A C++ port of earcut.js, a fast, header-only polygon triangulation library.
The library implements a modified ear slicing algorithm, optimized by z-order curve hashing and extended to handle holes, twisted polygons, degeneracies and self-intersections in a way that doesn't guarantee correctness of triangulation, but attempts to always produce acceptable results for practical data like geographical shapes.
It's based on ideas from FIST: Fast Industrial-Strength Triangulation of Polygons by Martin Held and Triangulation by Ear Clipping by David Eberly.

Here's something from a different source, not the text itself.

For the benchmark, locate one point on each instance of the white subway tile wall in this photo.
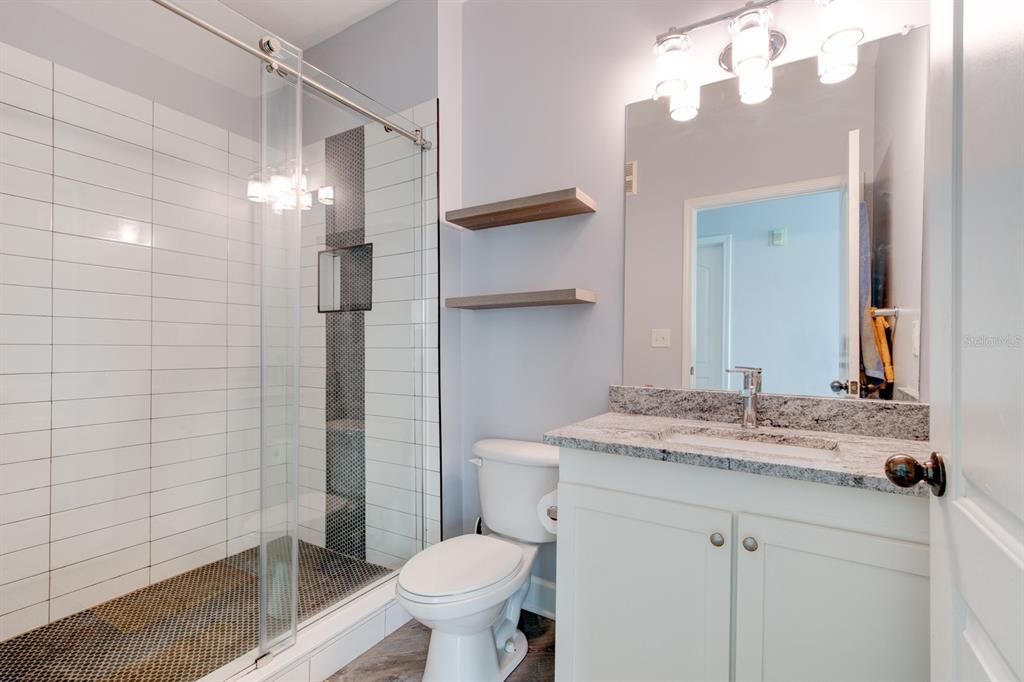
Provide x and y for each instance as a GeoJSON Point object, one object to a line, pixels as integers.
{"type": "Point", "coordinates": [130, 344]}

// The number type to use for tessellation
using Coord = double;
// The index type. Defaults to uint32_t, but you can also pass uint16_t if you know that your
// data won't have more than 65536 vertices.
using N = uint32_t;
// Create tessellator
mapbox::Earcut<Coord, N> earcut;
// Create array
using Point = std::array<Coord, 2>;
std::vector<std::vector<Point>> polygon;
// ... fill polygon structure with actual data
// Run tessellation
earcut(polygon);
// An array of vertices that are referenced by indices.
// Type: std::vector<std::array<Coord, 2>>
earcut.vertices;
// Array of vertex indices. Three subsequent indices form a triangle.
// Type: std::vector<N>
earcut.indices;
// You can now reuse the earcut object as you wish.It is also possible to use your custom point type as input. There are default accessors defined for std::tuple, std::pair, and std::array. For a custom type (like Clipper's IntPoint type), do this:
struct IntPoint {
int64_t X, Y;
};
namespace mapbox {
namespace util {
template <>
struct nth<0, IntPoint> {
inline static int64_t get(const IntPoint &t) {
return t.X;
};
};
template <>
struct nth<1, IntPoint> {
inline static int64_t get(const IntPoint &t) {
return t.X;
};
};
} // namespace util
} // namespace mapboxNote that the earcut.vertices will always have the type std::array<Coord, 2>, and not the source vertex type.
This is currently based on rev f452299.